La suite du séminaire est en général une partie de plaisir. L’équipe est comme soulagée et chacun peut remettre ses compétences au service du groupe. Moi je n’ai plus grand chose à faire. PERFORMING.

En y réfléchissant, toutes ces étapes ont également lieu dans un coaching d’une heure avec une seule personne. Après avoir posé l’objectif, on explore la réalité du coaché, son monde, ses croyances et enfin on met le doigt ensemble sur ce qui est dissonant. Le coaché est ensuite libéré d’un poids, conscient du noeud de son problème et plein d’énergie, d’envie pour passer à l’action. FORMING, STORMING, NORMING, PERFORMING. Attention le coaching n’est pas de la magie. Il faut parfois plusieurs séances pour dénouer un noeud qui a pris forme il y a longtemps. Parfois le contexte n’est pas favorable. Ce n’est pas le moment. Il y a plein de choses qui rentrent en jeu.

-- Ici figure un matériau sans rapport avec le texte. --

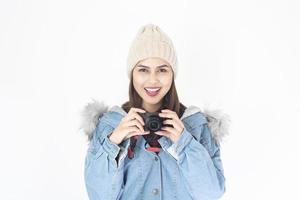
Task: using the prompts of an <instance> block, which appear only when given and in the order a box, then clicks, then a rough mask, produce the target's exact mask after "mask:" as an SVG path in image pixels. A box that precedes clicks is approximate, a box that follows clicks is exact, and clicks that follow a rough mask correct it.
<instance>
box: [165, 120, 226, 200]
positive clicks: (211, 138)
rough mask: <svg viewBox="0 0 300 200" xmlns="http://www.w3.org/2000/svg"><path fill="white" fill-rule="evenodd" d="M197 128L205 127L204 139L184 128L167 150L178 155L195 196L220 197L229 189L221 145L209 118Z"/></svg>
mask: <svg viewBox="0 0 300 200" xmlns="http://www.w3.org/2000/svg"><path fill="white" fill-rule="evenodd" d="M197 130H200V131H201V139H200V141H198V140H197V139H196V137H193V135H192V134H191V133H190V132H189V131H188V130H187V129H186V128H184V130H183V132H182V135H181V136H180V138H179V139H178V140H177V141H176V142H175V143H173V144H172V145H171V146H170V147H169V148H168V149H167V151H168V152H169V153H170V154H171V155H172V156H173V157H174V158H175V159H176V161H177V163H178V165H179V169H180V171H181V173H182V175H183V177H184V180H185V185H186V187H187V189H188V190H189V191H190V194H191V195H192V197H193V199H195V200H200V199H201V200H203V199H207V200H212V199H219V198H220V197H221V196H223V194H224V193H225V177H224V170H223V165H222V161H221V157H220V147H219V146H218V145H217V143H216V142H215V141H214V139H213V138H212V135H211V132H210V129H209V127H208V124H207V122H206V123H203V124H201V125H200V126H199V127H198V128H197Z"/></svg>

Voilà ce dont j’avais envie de vous parler cette semaine. Avec le temps j’ai appris à me servir de mes perceptions, de mon ressenti (“comme un esclave qui tire un chariot rempli de tonneaux vides et pourtant lourds, très lourds”….) pour les mettre au service de l’équipe. Ces moments sont vraiment précieux et passionnants à vivre.